March 17, 2017 — Disparities and weaknesses in import controls in key member states of the European Union mean illegally caught fish can still slip through the net and into EU supply chains, according to an analysis published today by the Environmental Justice Foundation, Oceana, The Pew Charitable Trusts and WWF.
The analysis provides a comprehensive evaluation of countries’ progress in implementing import controls under the EU Regulation to combat illegal, unreported and unregulated (IUU) fishing, which came into force in 2010. This is the first published analysis of data reported by member states to the European Commission for the most recent two-year reporting period, 2014 to 2015. It reveals significant problems with the way a number of EU member states are executing controls of fish consignments. For example, authorities in some major importing countries still fail to apply robust checks even where consignments come from countries that have been warned by the EU for having inadequate measures in place to prevent and deter illegal fishing. In some cases, the procedures implemented by EU countries appear insufficient to comply with the minimum control obligations laid down in EU legislation.

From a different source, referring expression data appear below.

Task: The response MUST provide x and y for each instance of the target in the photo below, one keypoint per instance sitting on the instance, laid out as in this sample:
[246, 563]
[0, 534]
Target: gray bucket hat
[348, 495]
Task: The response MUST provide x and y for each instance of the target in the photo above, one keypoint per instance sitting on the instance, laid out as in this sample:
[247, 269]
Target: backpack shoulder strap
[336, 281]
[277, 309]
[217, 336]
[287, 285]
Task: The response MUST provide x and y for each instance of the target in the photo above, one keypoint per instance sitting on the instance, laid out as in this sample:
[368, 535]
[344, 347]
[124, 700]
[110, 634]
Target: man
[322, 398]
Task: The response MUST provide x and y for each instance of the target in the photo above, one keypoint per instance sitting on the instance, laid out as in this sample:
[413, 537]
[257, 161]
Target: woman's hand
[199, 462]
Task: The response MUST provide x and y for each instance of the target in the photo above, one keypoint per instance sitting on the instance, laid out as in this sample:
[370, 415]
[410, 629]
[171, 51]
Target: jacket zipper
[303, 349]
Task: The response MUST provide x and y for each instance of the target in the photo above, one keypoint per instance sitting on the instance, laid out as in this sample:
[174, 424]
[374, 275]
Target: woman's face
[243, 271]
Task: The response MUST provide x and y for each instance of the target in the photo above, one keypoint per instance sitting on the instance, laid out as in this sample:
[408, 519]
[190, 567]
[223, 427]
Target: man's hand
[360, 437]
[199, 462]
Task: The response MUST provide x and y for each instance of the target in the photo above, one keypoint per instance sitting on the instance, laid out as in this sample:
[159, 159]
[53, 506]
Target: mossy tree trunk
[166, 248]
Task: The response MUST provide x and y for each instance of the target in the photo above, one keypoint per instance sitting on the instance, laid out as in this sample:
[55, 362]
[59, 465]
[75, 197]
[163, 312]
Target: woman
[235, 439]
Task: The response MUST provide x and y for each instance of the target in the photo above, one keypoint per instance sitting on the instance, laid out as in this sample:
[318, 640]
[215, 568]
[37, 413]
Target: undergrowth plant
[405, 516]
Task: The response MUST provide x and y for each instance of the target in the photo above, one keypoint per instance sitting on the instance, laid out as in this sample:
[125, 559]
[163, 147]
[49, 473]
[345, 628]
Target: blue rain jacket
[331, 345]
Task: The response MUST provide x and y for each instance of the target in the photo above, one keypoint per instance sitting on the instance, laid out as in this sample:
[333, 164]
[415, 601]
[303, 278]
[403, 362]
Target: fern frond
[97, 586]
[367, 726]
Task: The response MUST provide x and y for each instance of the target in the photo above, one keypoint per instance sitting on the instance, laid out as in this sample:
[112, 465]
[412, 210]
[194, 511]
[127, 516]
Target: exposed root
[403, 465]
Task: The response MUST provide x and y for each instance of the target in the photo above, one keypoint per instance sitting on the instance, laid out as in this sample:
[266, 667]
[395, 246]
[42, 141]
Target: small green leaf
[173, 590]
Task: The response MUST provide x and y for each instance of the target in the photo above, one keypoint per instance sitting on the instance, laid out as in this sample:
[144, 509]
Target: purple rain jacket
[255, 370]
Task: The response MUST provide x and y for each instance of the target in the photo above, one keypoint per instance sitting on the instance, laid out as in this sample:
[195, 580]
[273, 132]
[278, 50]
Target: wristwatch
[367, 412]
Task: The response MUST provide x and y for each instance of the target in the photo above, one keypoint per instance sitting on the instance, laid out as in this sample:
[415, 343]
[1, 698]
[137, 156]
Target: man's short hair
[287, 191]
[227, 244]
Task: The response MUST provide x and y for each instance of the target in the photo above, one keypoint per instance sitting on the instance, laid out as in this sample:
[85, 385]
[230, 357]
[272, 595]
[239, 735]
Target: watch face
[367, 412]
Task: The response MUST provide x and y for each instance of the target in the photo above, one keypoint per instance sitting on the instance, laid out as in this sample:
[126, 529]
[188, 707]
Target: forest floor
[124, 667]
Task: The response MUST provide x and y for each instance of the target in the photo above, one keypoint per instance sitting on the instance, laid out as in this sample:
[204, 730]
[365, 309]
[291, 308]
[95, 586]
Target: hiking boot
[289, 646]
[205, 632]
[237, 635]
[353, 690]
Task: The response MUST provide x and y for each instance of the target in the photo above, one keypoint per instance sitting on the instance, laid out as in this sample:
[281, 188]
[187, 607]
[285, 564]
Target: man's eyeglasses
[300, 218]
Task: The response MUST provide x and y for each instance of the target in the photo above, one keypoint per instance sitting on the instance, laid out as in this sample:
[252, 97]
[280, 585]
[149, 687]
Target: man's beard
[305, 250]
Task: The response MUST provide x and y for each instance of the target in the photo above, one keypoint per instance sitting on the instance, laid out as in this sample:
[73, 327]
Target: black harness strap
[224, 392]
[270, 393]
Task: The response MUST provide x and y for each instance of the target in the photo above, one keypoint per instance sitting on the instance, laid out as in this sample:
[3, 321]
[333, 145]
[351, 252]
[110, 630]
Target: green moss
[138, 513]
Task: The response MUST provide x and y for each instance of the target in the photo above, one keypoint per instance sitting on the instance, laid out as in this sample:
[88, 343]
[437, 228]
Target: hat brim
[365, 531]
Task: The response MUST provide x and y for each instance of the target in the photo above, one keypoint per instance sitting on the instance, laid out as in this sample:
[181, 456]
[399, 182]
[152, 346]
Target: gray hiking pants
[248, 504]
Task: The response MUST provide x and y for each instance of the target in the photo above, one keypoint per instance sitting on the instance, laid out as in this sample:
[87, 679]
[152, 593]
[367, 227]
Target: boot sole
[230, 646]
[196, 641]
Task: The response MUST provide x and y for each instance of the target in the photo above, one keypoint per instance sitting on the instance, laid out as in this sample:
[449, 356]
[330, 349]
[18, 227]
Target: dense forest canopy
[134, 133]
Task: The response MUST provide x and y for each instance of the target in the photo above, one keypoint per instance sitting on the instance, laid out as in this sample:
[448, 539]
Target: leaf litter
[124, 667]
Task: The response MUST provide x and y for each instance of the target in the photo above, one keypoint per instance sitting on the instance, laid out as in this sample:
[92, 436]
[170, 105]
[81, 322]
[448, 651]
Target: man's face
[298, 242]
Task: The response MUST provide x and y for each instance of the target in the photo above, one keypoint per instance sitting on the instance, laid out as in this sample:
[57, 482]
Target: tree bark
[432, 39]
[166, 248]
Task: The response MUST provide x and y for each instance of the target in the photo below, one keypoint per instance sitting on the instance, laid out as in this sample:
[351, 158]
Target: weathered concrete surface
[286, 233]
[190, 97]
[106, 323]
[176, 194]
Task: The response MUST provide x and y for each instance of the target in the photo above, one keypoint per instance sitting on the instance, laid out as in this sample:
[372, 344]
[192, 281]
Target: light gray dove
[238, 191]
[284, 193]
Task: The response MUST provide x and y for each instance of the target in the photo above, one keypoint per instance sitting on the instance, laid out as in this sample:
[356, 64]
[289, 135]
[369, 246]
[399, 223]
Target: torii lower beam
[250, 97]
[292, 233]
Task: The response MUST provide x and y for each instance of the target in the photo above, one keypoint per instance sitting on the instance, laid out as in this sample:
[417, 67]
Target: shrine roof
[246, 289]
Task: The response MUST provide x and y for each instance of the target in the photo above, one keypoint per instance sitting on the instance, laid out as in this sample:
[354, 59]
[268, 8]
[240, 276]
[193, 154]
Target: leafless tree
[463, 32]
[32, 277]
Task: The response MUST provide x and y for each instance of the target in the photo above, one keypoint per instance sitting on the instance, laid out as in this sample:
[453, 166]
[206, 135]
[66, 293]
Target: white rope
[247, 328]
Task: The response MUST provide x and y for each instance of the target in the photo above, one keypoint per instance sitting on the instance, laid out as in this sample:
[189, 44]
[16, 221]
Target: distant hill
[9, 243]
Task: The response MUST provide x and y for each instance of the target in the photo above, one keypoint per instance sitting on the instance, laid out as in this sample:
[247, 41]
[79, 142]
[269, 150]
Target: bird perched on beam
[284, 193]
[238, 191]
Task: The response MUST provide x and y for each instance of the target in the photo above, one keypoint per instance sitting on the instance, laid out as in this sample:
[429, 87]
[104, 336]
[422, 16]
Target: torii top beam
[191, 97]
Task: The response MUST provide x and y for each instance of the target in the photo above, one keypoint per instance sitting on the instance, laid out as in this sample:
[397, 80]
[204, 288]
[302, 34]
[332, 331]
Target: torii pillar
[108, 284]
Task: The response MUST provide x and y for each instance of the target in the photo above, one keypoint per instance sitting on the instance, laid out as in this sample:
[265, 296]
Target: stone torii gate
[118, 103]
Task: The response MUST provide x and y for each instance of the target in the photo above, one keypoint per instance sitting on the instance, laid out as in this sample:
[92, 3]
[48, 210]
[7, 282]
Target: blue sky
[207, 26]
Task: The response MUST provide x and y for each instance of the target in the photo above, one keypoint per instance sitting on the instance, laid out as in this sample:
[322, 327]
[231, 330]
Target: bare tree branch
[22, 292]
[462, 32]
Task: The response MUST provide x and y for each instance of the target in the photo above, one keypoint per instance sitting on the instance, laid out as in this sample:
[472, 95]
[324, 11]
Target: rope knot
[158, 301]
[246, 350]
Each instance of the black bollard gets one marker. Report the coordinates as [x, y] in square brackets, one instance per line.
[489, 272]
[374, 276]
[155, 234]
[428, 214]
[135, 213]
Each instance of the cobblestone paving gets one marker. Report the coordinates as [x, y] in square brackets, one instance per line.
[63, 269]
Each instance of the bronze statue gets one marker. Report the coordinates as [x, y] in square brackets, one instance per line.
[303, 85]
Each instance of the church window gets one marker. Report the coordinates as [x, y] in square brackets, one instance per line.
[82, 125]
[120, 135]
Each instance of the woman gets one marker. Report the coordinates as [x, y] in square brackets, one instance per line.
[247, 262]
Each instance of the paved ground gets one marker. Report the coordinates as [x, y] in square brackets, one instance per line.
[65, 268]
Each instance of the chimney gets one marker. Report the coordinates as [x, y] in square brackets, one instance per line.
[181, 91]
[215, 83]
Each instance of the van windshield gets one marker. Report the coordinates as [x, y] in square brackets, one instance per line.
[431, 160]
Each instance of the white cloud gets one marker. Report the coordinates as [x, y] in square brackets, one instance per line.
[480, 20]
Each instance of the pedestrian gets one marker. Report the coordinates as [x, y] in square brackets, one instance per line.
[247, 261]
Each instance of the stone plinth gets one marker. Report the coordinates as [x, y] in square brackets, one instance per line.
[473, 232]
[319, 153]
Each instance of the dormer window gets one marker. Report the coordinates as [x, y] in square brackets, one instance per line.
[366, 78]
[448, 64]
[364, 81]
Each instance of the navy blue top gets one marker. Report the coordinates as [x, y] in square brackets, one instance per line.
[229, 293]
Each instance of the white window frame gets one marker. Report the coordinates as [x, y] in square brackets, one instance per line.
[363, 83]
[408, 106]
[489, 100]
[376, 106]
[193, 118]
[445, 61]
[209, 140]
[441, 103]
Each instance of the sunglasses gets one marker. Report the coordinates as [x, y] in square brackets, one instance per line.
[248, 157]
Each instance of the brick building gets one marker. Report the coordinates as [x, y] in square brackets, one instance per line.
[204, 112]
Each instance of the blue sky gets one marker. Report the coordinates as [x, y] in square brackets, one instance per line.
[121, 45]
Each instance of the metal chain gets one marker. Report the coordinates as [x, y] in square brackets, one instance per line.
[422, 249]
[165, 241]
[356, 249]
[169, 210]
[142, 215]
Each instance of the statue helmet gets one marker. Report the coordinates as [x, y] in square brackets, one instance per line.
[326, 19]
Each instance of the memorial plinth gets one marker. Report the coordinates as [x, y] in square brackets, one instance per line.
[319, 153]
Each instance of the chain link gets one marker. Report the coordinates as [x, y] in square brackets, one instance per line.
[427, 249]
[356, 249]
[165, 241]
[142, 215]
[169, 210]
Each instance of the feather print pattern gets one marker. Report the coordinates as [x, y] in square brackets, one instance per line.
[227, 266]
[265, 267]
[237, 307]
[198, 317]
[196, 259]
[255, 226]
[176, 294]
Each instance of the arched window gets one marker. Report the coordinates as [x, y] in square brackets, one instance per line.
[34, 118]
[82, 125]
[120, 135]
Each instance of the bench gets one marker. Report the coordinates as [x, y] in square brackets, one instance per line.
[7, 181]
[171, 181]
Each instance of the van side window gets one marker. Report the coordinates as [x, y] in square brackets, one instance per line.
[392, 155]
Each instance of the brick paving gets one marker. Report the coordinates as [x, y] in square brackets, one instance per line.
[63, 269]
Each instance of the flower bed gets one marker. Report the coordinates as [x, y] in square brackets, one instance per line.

The study calls for more harmonised and rigorous procedures, as well as the digitisation of catch certificate information within the EU by the end of 2017, to ensure unscrupulous operators do not attempt to move their catch through ports where weaker controls are in place. Imports entering the EU in shipping containers are identified as particularly challenging for enforcement authorities, with procedures for these not harmonised to a sufficiently rigorous standard to date.
The import controls are a cornerstone of the European Union’s 2010 Regulation to combat IUU fishing, which is seen as a world-leading piece of legislation in the global fight against illegal fishing. The analysis reinforces the findings of a recent case study published by the four NGOs revealing that the fraudulent use of paper catch certificates and lack of an EU-wide system for cross-checking import documents means illegal catch is still getting through.